Watch out with Dollar Store dishes. They can leak.... something. I want to say lead, or... something. Ok so this isn't the most informative post. I do remember reading something though about Dollar Store ceramics though. As most are made over seas where there regulations are different and at such low cost, that the products used are not as good or necessarilyu "human" quality." I will see if I can find the actual info.

edited to add: link to another discussion about dollarstore dishes leaking chemicals/lead http://hedgehogcentral.com/forums/viewtopic.php?f=6&t=5195&p=42381&hilit=dish+chemical#p42381


----------



## MissC (Nov 15, 2010)

silvercat said:


> Ok so this isn't the most informative post.

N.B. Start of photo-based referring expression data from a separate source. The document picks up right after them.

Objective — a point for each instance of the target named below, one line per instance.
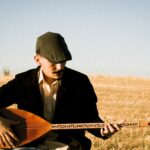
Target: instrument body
(33, 127)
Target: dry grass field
(121, 98)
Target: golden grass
(121, 98)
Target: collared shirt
(48, 93)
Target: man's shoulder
(72, 72)
(27, 72)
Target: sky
(105, 37)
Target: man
(56, 93)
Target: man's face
(50, 70)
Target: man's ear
(37, 60)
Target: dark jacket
(75, 103)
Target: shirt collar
(41, 78)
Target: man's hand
(7, 137)
(110, 129)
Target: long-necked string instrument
(32, 127)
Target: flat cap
(53, 47)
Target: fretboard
(97, 125)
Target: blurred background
(108, 37)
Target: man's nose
(59, 66)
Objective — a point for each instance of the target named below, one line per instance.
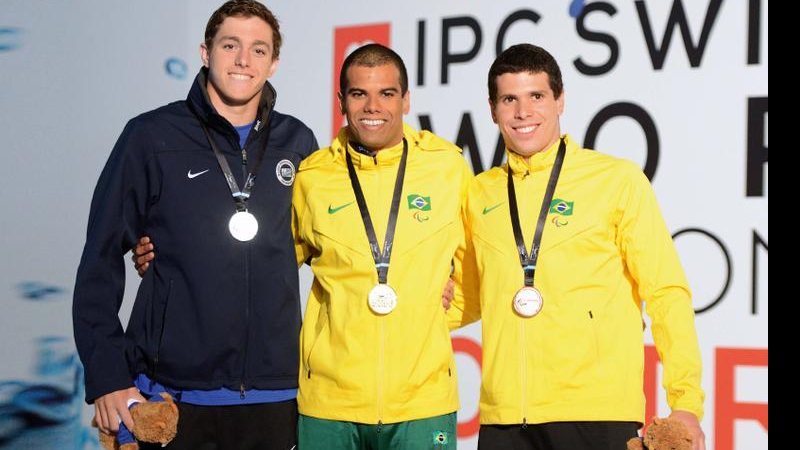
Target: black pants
(269, 426)
(557, 436)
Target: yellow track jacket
(605, 249)
(355, 365)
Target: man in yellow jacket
(564, 244)
(378, 216)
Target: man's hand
(691, 422)
(447, 294)
(110, 408)
(142, 254)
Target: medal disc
(243, 226)
(382, 299)
(528, 301)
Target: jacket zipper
(163, 327)
(243, 382)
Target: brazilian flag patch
(419, 202)
(562, 207)
(440, 438)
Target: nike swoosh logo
(489, 209)
(193, 175)
(332, 210)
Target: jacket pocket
(160, 321)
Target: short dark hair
(244, 8)
(373, 55)
(525, 58)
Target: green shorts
(433, 433)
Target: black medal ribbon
(381, 258)
(528, 261)
(240, 196)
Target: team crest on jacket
(284, 170)
(417, 204)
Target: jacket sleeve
(465, 307)
(301, 247)
(653, 262)
(115, 220)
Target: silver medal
(243, 226)
(528, 301)
(382, 299)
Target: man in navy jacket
(220, 333)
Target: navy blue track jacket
(211, 311)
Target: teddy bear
(663, 434)
(155, 421)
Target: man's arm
(465, 305)
(651, 257)
(117, 211)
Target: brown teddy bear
(155, 421)
(663, 434)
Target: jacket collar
(200, 103)
(543, 160)
(384, 157)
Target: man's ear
(204, 54)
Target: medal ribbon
(528, 261)
(381, 258)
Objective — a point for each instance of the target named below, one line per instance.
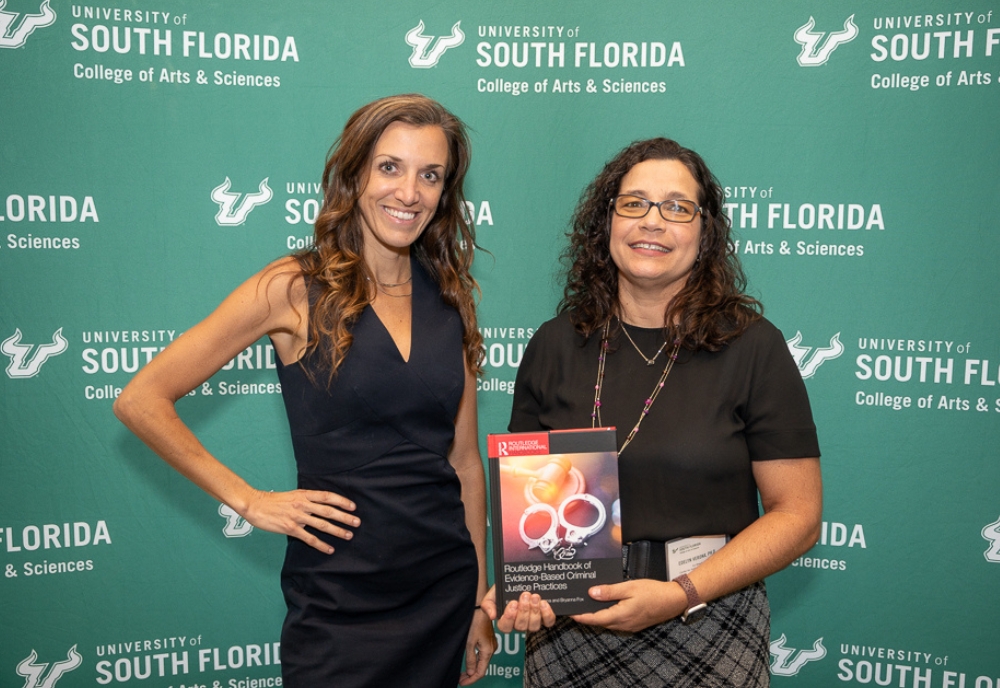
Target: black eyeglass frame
(659, 207)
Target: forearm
(474, 497)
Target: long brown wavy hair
(335, 265)
(710, 310)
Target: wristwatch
(697, 609)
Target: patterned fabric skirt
(729, 647)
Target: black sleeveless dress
(393, 605)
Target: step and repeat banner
(155, 154)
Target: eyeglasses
(671, 210)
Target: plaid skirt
(729, 647)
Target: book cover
(555, 516)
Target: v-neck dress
(393, 605)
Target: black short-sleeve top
(688, 470)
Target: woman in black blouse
(655, 337)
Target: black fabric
(688, 471)
(392, 606)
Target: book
(555, 516)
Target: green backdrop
(153, 155)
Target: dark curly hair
(710, 310)
(335, 263)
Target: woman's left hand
(641, 604)
(481, 645)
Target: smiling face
(654, 257)
(405, 182)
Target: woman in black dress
(656, 337)
(375, 333)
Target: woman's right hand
(527, 613)
(290, 512)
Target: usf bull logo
(425, 56)
(816, 50)
(15, 27)
(991, 533)
(234, 207)
(24, 365)
(44, 676)
(788, 661)
(236, 525)
(809, 364)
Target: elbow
(124, 407)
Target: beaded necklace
(595, 417)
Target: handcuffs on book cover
(562, 547)
(543, 488)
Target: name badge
(684, 555)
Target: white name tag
(684, 555)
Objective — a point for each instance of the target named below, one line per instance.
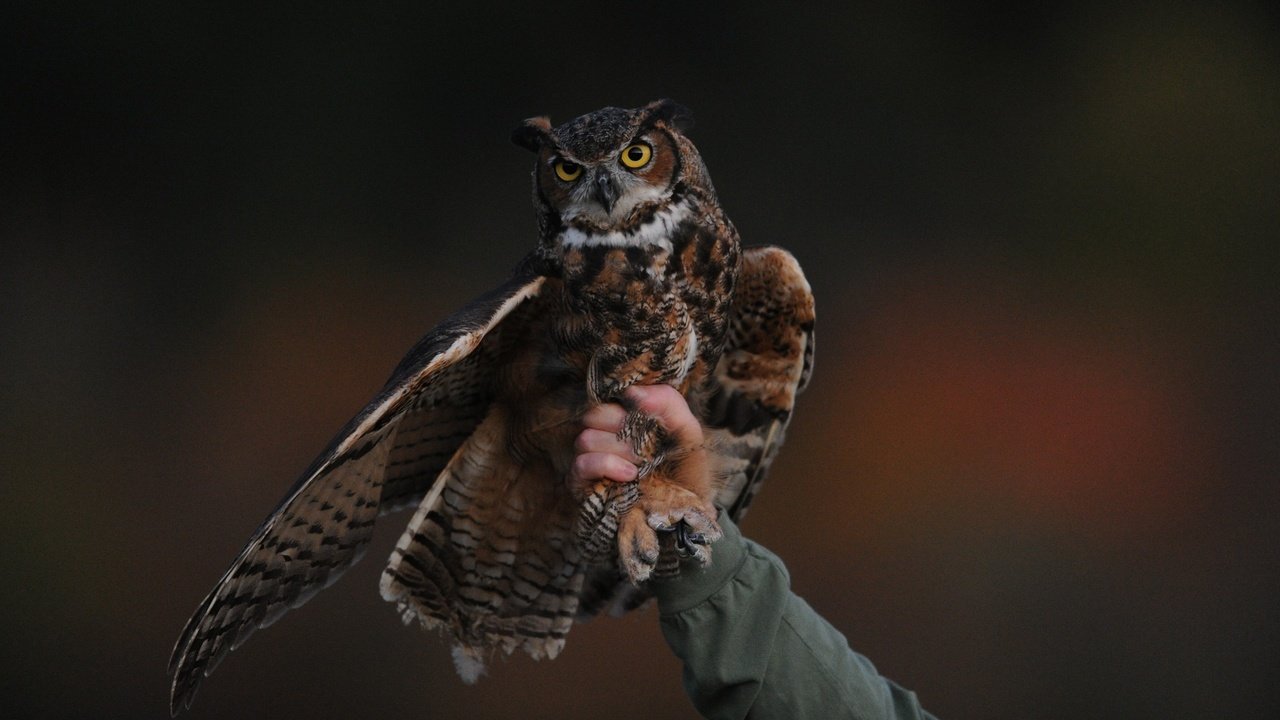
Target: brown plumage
(638, 278)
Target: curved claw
(686, 540)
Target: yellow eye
(567, 171)
(636, 155)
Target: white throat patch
(654, 232)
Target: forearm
(753, 648)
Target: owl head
(602, 171)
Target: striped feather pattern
(384, 458)
(490, 556)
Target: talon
(685, 540)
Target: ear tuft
(671, 113)
(533, 133)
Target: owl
(638, 278)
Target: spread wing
(767, 361)
(384, 459)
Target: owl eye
(636, 155)
(567, 171)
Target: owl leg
(673, 515)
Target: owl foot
(664, 510)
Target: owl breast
(648, 305)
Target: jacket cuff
(696, 582)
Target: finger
(592, 466)
(666, 405)
(603, 441)
(607, 418)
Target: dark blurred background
(1034, 474)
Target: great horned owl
(638, 278)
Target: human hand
(599, 452)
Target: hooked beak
(606, 191)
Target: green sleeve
(753, 648)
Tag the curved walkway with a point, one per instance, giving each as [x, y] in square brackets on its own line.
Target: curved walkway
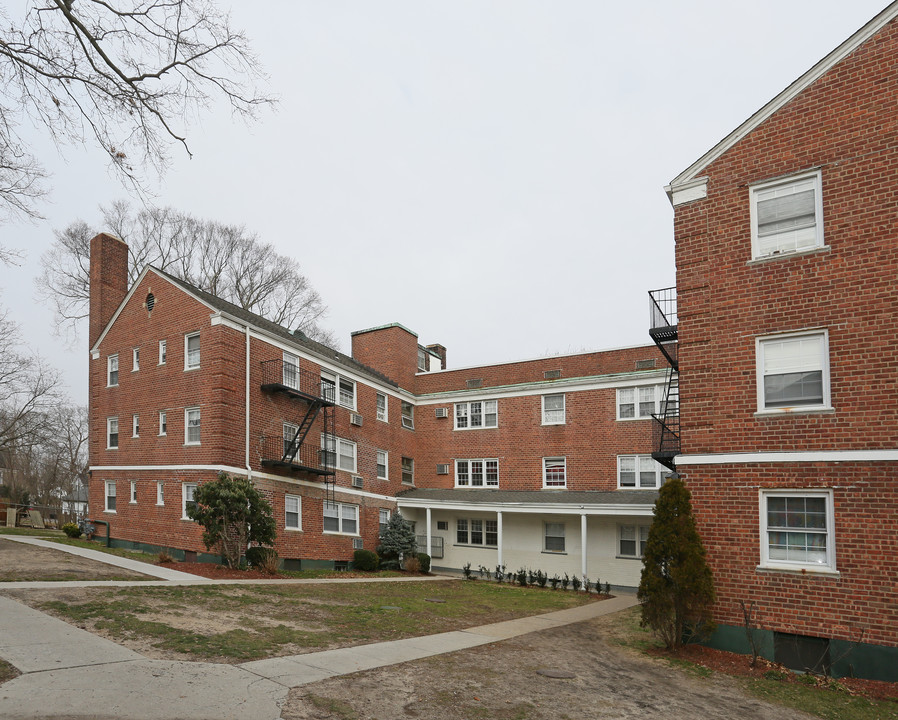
[71, 673]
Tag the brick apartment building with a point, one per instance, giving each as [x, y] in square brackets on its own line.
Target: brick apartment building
[544, 463]
[783, 331]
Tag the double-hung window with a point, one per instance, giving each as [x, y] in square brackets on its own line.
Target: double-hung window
[291, 371]
[112, 371]
[192, 426]
[631, 540]
[553, 409]
[786, 216]
[638, 402]
[110, 496]
[408, 415]
[111, 433]
[476, 414]
[293, 512]
[339, 453]
[554, 537]
[477, 473]
[341, 518]
[797, 530]
[408, 471]
[191, 351]
[793, 372]
[188, 498]
[382, 465]
[554, 472]
[639, 471]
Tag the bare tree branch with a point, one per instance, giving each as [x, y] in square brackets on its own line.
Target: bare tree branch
[225, 260]
[128, 75]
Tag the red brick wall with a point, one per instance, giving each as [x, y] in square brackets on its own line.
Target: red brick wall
[860, 604]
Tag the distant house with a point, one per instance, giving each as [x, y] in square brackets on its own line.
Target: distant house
[781, 335]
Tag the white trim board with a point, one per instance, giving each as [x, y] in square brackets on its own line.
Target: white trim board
[783, 98]
[789, 457]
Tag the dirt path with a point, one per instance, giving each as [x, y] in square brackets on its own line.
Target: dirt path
[19, 562]
[502, 682]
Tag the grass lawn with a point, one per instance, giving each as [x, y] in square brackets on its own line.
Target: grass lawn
[238, 623]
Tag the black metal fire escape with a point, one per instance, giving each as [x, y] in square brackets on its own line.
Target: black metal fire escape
[293, 452]
[663, 331]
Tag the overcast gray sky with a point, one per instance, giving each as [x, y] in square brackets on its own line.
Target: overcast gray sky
[489, 174]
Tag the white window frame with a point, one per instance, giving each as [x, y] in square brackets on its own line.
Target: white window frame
[462, 415]
[554, 460]
[188, 493]
[340, 518]
[408, 418]
[385, 464]
[412, 472]
[548, 417]
[760, 345]
[554, 525]
[297, 501]
[809, 181]
[639, 462]
[109, 492]
[112, 367]
[187, 426]
[110, 422]
[472, 527]
[829, 566]
[339, 446]
[191, 357]
[465, 472]
[639, 539]
[639, 399]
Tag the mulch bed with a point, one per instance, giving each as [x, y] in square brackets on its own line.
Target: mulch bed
[735, 664]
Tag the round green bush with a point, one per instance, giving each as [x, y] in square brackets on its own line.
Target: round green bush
[72, 530]
[365, 560]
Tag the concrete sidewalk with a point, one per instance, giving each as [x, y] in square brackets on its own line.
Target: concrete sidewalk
[71, 673]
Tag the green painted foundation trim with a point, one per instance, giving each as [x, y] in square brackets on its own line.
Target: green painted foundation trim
[849, 659]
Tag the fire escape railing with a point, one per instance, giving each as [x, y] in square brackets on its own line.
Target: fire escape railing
[663, 330]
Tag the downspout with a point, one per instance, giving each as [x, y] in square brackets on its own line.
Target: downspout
[249, 470]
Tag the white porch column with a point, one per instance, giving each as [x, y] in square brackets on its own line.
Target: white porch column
[583, 545]
[499, 536]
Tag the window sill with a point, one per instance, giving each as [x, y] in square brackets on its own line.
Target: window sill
[796, 410]
[807, 571]
[789, 254]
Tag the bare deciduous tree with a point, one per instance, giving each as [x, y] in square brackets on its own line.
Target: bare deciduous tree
[225, 260]
[125, 75]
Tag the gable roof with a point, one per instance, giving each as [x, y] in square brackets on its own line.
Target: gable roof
[213, 302]
[797, 87]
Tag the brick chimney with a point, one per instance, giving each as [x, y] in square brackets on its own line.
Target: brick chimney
[108, 281]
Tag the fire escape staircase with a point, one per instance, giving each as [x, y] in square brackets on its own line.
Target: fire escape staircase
[294, 453]
[663, 331]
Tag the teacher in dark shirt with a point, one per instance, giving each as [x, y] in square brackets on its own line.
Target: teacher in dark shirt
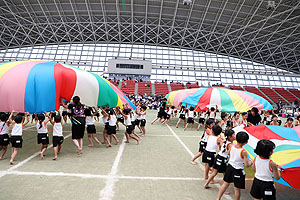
[253, 117]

silvercat you always make me laugh! (with you, of course, not at you).

You can get little heavy-bottomed ceramic dishes at CTire, HomeHardware, any kitchen store (and they can be painted on the outside for those of you that need the 'cute' factor) <ahem> kuzu...

Pet stores also ceramic, heavy-bottomed dishes. But their call theirs food dishes. :lol: 
i kill me.


----------



## Kuzukuzu27 (Oct 20, 2010)

Eep! Now I'm worried... I'd get a lead testing kit, but I'm not sure where I could get one... Should I take the bowl out? They are meant to be food dishes, but could there still be a risk?

Oh, here I go into protective-worrisome-hedgie-mama mode. :|


----------



## Ophelia (Dec 10, 2010)

Reptile water dishes are great! :d But make sure to clean it daily if you use one. ^_^ I just run mine through reeeeally (dishwasher hands!) hot water and wipe it down with a cloth. I notice it gets gunk on the bottom too, so you'd have to wipe down the bottom.


----------



## Kuzukuzu27 (Oct 20, 2010)

The ramekins are/were made by Gryphonware, and I can't find anything on the net about them leaking lead, so I THINK I'm safe. However, if anybody feels I should replace them, absolutely let me know! I trust all the more experienced hedgie owners here.


----------



## MissC (Nov 15, 2010)

Kuzukuzu27 said:


> The ramekins are/were made by Gryphonware, and I can't find anything on the net about them leaking lead, so I THINK I'm safe. However, if anybody feels I should replace them, absolutely let me know! I trust all the more experienced hedgie owners here.


It has been a concern here and there...esp with stuff from China (I mean they put plastic in their baby formula :shock: . knowingly...willingly...). A lot of the dollar store 'bad' stuff does get weeded out, tho' cuz Canada's laws are so strict. What I do is check how long the store keeps bringing in the same brand...if they carry it for a long time, it's likely passed our laws, anyway. NOT a guarantee but likely safe. If there was a huge issue, you'd likely be hearing more about it.

if you want to be safe, get a similar style pet dish or find an American/Canadian made brand.


----------